The Library History Round Table (LHRT) encourages research and publication on library history and promotes awareness and discussion of historical issues in librarianship. It "exists to facilitate communication among scholars and students of library history, to support research in library history, and to be active in issues, such as preservation, that concern library historians." [1] It is part of the American Library Association.
Louis Shores and Wayne Shirley were instrumental in founding the Library History Round Table in 1947. [2]
In 1998, in celebration of LHRT’s fiftieth anniversary, Andrew B. Wertheimer and John David Marshall compiled a chronology of the round table’s activities covering 1947 to 1997. [3] In 2023, in celebration of LHRT’s seventy-fifth anniversary, Bernadette A. Lear compiled a chronology from 1998-2023. [4]
The American Library Association archives were established with input and support by the Library History Round Table as recounted by archivist Maynard J. Brichford. [5]
The Library History Round Table's official peer-reviewed journal is Libraries: Culture, History, and Society. [6]
LHRT News and Notes is the blog of the Library History Round Table. [7]
"Librarians We Have Lost: Sesquicentennial Memories -1976-2026, Digital Memorial" a project to encourage historical reflection, scholarly contributions, and community engagement for the 150th anniversary of the American library Association was formally recognized as a component of the 150th anniversary of the American Library Association. [8] [9]
The Library History Seminars were established in 1961 by the Library History Round Table. [10] The Library History Seminars are held approximately every five years and have been published in various outlets including separate proceedings, the Journal of Library History, and the journal, Libraries & Culture. [11]

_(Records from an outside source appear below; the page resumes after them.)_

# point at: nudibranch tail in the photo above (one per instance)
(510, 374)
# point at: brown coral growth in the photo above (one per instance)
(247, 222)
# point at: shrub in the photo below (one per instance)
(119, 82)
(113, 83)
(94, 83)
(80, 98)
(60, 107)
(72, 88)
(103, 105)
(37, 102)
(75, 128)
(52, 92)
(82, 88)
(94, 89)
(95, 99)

There have been fourteen seminars. The Library History Seminar XIV was held virtually June 10-12, 2021. The topic was "Libraries Without Borders," focusing on the history of library outreach. [12]
The Edward G. Holley Memorial Lecture, established in memory of Holley is held at the American Library Association Conference. [13] The endowment fundraising for the lecture began with contribution of royalties by Wayne Wiegand from his book, Irrepressible Reformer: A Biography of Melvil Dewey. [14]

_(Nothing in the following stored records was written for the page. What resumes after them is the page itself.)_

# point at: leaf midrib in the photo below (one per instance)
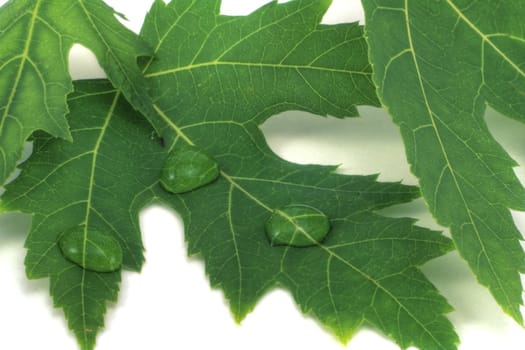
(330, 253)
(485, 38)
(23, 59)
(217, 63)
(444, 151)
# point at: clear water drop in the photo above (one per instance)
(91, 249)
(297, 225)
(188, 168)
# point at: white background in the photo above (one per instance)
(170, 304)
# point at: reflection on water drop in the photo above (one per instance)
(91, 249)
(297, 225)
(188, 168)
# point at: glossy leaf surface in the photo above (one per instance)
(35, 39)
(436, 73)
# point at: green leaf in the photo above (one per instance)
(213, 86)
(35, 39)
(100, 181)
(436, 72)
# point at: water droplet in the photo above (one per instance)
(92, 249)
(188, 168)
(297, 225)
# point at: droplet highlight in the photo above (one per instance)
(188, 168)
(91, 249)
(298, 226)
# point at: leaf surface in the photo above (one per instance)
(213, 94)
(100, 181)
(436, 81)
(35, 39)
(213, 87)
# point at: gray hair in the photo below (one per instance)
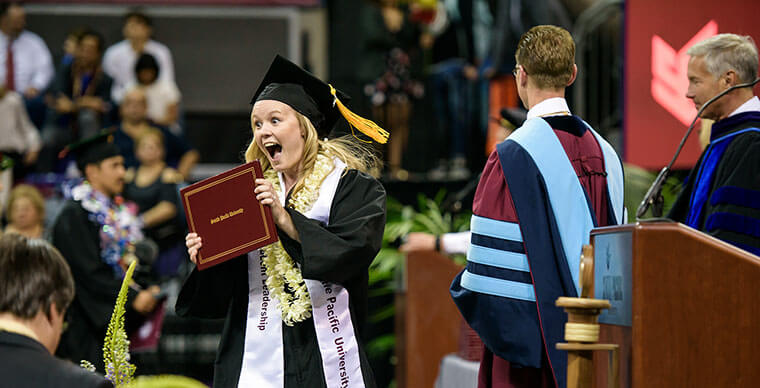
(724, 52)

The inaugural lecture was given in 2006 by John Y. Cole, Director of the Center for the Book at the Library of Congress and Jane Aikin, Senior Academic Adviser at the National Endowment for the Humanities. [15]

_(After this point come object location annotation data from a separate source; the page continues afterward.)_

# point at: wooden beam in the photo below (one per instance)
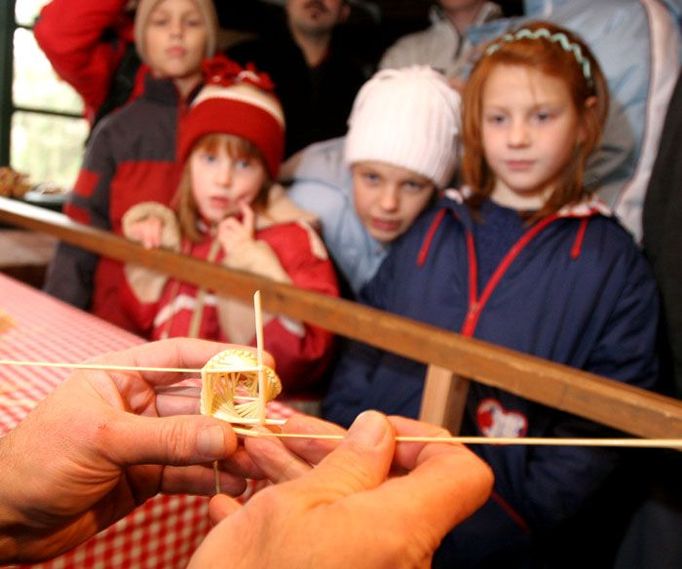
(444, 398)
(612, 403)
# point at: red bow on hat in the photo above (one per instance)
(222, 71)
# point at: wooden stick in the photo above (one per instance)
(112, 367)
(625, 443)
(259, 355)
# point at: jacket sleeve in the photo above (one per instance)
(559, 482)
(146, 285)
(72, 35)
(302, 351)
(351, 381)
(71, 274)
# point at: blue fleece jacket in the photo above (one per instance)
(576, 291)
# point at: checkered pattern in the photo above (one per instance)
(167, 529)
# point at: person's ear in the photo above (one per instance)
(590, 104)
(344, 14)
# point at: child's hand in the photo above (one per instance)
(234, 234)
(147, 231)
(244, 252)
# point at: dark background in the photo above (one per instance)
(372, 27)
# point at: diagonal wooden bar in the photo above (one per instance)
(623, 407)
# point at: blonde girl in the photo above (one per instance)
(521, 257)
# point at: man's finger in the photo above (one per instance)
(274, 459)
(439, 501)
(181, 440)
(360, 462)
(311, 450)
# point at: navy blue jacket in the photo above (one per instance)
(578, 292)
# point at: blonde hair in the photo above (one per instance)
(185, 204)
(588, 91)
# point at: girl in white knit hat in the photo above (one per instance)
(370, 186)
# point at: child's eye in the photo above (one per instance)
(194, 22)
(542, 116)
(159, 21)
(208, 157)
(495, 118)
(242, 163)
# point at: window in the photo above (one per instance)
(42, 128)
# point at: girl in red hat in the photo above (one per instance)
(231, 144)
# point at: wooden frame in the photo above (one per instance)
(612, 403)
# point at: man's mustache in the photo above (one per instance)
(318, 4)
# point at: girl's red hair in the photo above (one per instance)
(589, 95)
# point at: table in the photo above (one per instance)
(163, 532)
(25, 254)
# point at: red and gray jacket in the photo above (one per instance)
(129, 159)
(165, 307)
(86, 43)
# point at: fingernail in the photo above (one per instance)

| Date | Lecturer | Title of Lecture |
|---|---|---|
| 2025 | George Boudreau [16] | "Complicating the Past: Historic Sites Interpretation and the Challenges of a More Accurate History." |
| 2024 | Jorge Leal [17] | "Rock Archivo de LÁ, the Online Archive of Southern California’s Latinx Youth and Musical Cultures." |
| 2023 | Rebecca Romney [18] | "Cultural Memory, Community Work: Why Every Librarian Should Care About Rare Books." |
| 2022 | Kurt Hackemer [19] | "Animated Cartoon Shorts and American Perceptions of World War II." |
| 2021 | Venkat Mani [20] | “Publics and Their Reading Publics: A Pact with Books.” |
| 2020 | Lisa Tetrault [21] | “The Fight by Remembering: The Making of a Suffrage Archive.” |
| 2019 | Dawn Logsdon and Lucie Faulknor [22] | “Through the Looking Glass: The Wonderland of Archival Footage.” |
| 2018 | Mary Niall Mitchell. [23] | "Girls in a Frame: Enslaved People, Their Stories, and the Archives in a Digital Age." |
| 2017 | Kathy Peiss [24] | “American Librarians and the Collecting Missions of World War II." |
| 2016 | John Cech [25] | “History, Childhood, Memory, and Imagination." |
| 2015 | Ezra Greenspan [26] | "Where do the Lives of Individuals, Books and Serials, Archives, and Libraries Intersect?" |
| 2014 | Thomas Augst [27] | “The Business of Lectures: An Itinerant History of Public Culture in Nineteenth-Century America.” |
| 2013 | Jacob Soll [28] | “Library of Power, Library of Enlightenment: Libraries as Foundations of the Modern State 1400–1800.” |
| 2012 | Abigail Van Slyck [29] | "Thinking Globally about Carnegie Libraries." |
| 2011 | Sarah Wadsworth [30] | "Ghosts and Shadows: Reading Race in the Woman's Building Library of the World's Columbian Exposition, Chicago, 1893.” |
| 2010 | Ronald J. Zboray and Mary Zboray [31] | "The Bullet in the Book: Reading Cultures During the Civil War." |
| 2009 | David Paul Nord [32] | "Five Studies of Readers of Journalism." |
| 2008 | Martine Poulain [33] | "Public Library History in the Late 20th Century: A Comparative Perspective (France, Britain, and the United States)." |
| 2007 | Akira Nemoto [34] | “Library Policies of American Occupation.” |
| 2006 | John Y. Cole and Jane Aikin [35] | “History as Collaboration.” |
The Library History Round Table publishes the "Bibliography of Library History" database. [36] The database contains over 7,000 entries for books, articles, and theses in library history and related fields published since 1990. Eric C. Novotny, founder of the database, was honored with the 2025 Innovation and Advocacy in Library History Award. [37]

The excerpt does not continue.